Siglos XVIII Y XIX

Con ciertos altibajos, la cofradía debió mantener su preeminencia e importancia a lo largo de todo el siglo XVIII, si bien este periodo es uno de los menos estudiados en la historia de la misma. A lo largo de la centuria, la cofradía acometió diversas reformas en su capilla de San Andrés, lo que muestra su fortaleza económica y organizativa. Fortaleza que debió comenzar a decaer con el fin del siglo y que debió acentuarse en los primeros años del siglo XIX, en que se ve obligada a vender algunos bienes de los que era propietaria.

El siglo XIX marcaría un bache, una caída, en la historia de la cofradía de Jesús. La Guerra de la Independencia Española dejó malparados a los conventos ubetenses, entre ellos y de manera muy especial al de San Andrés. Los dominicos de San Andrés eran capellanes de la ciudad, y en tal estado debió quedar su convento tras la marcha de los franceses, que se vieron obligados a pedir prestado un cáliz al Ayuntamiento para poder realizar la Santa Misa. Esta penuria, sin duda, debió afectar a la propia Cofradía de Jesús.

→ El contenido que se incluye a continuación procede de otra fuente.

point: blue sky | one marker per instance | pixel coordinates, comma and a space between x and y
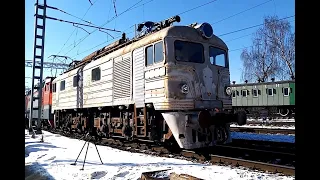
57, 33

En cualquier caso, lo peor llegaría a partir de enero de 1836, cuando, como consecuencia de la Desamortización de Mendizábal, cierra sus puertas el convento de San Andrés. Se desoye la petición de la cofradía de mantener abierta –a su costa– la iglesia conventual y las imágenes son trasladadas a la iglesia del monasterio de la Madre de Dios, de monjas dominicas, situado en el actual Ayuntamiento. Ahí permanecería la cofradía hasta la exclaustración de 1868, pasando entonces a Santa María de los Reales Alcázares, en cuya sacristía, el 25 de marzo de 1881, se produciría una vital junta general de hermanos, que permitió a la cofradía superar el decaimiento producido por el cambio de sedes y por la pérdida de gran parte de sus bienes. Los problemas que había acarreado a la cofradía el cierre de los conventos en los que residió están patentes en el acta de esta Junta, en la que se reconoce que los Estatutos fundacionales – posiblemente junto con muchos otros enseres y documentos – se habían extraviado a consecuencia de las mudanzas.